Installing a Honeywell Lynx L5000 Wireless Monitored Alarm over a VOIP connection

To save on my home insurance, I decided to install a monitored home alarm system.  For a simpler install, I decided on a wireless Lynx system with components readily available on ebay and lots of tutorials online including youtube.  A traditional wired alarm system usually has a control panel with a processor board inside with wires to all the sensors, keypads, and a connection to a hard-wired phone line.   The Lynx system combines the alarm processor and keypad into one unit with wireless sensors.  Batteries on the sensors are supposed to last 5-7 years.

For the Lynx system, there are a few models available

L5000 – first generation, 4.7″ touch screen, no wifi option, no 3G/4G module option – discontinued?

L5100 – Added features include Z-Wave (home automation control) option, wifi module option, Total Connect (requires monthly subscription for browser/app control)

L5200/L5210 – Added video viewing,  Lynx Connect app,  and upgradeable firmware

L7000 – same as L5200 with 7″ touchscreen and phone line monitoring no longer supported

Though internet monitoring (either wired or wifi) sounds great on paper, my discounted monitoring company will charge extra for this ($8-$10).

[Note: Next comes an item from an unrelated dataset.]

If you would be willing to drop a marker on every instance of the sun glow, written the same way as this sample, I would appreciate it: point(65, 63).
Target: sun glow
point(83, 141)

With these options, I decided on the L5000 since I don’t need home automation and wanted to use my VOIP line.  The main reason for my alarm is to save money on my home insurance and I’m not protecting a gold vault in my house.

Setting up the system and adding sensors is fairly simple following guides online.  You need to run power from an outlet (low voltage through an included AC adapter) and then telephone wire to your phone line.   I was going to add an AC outlet high up in a closet but it was simpler to just go through the wall to a pre-existing bedroom outlet on the other side of the wall.   I purchased a door sensor for the front door, infrared motion sensor for the hallway and a smoke detector (now I have two).   I also purchased a key fob but didn’t use it since I didn’t want to load up my key chain with a second fob.   I later added a flood sensor for the water heater in the basement and second door sensor for the sliding door.  One thing I was confused about was I thought my alarm model didn’t have the option to timeout the display but it does.

For VOIP, there could be a lot of problems connecting to the modem in the alarm.  To maximize my chances for success, I set my ATA adapter to use the G711u codec (less compression than G729) .  For your router, you want to prioritize voice packets (do this if you have VOIP).  For my Linksys E900 router, under Applications & Gaming->QoS, I made sure WMM Support was Enabled, Internet Access Priority is Enabled and added a Voice Device, entered my ATA adapter’s mac address and set the priority to high.

The Monitoring Center came by to configure and test my system and collect payment.  They charge $10/month for basic monitoring with 6-month signing bonus and $100 activation fee.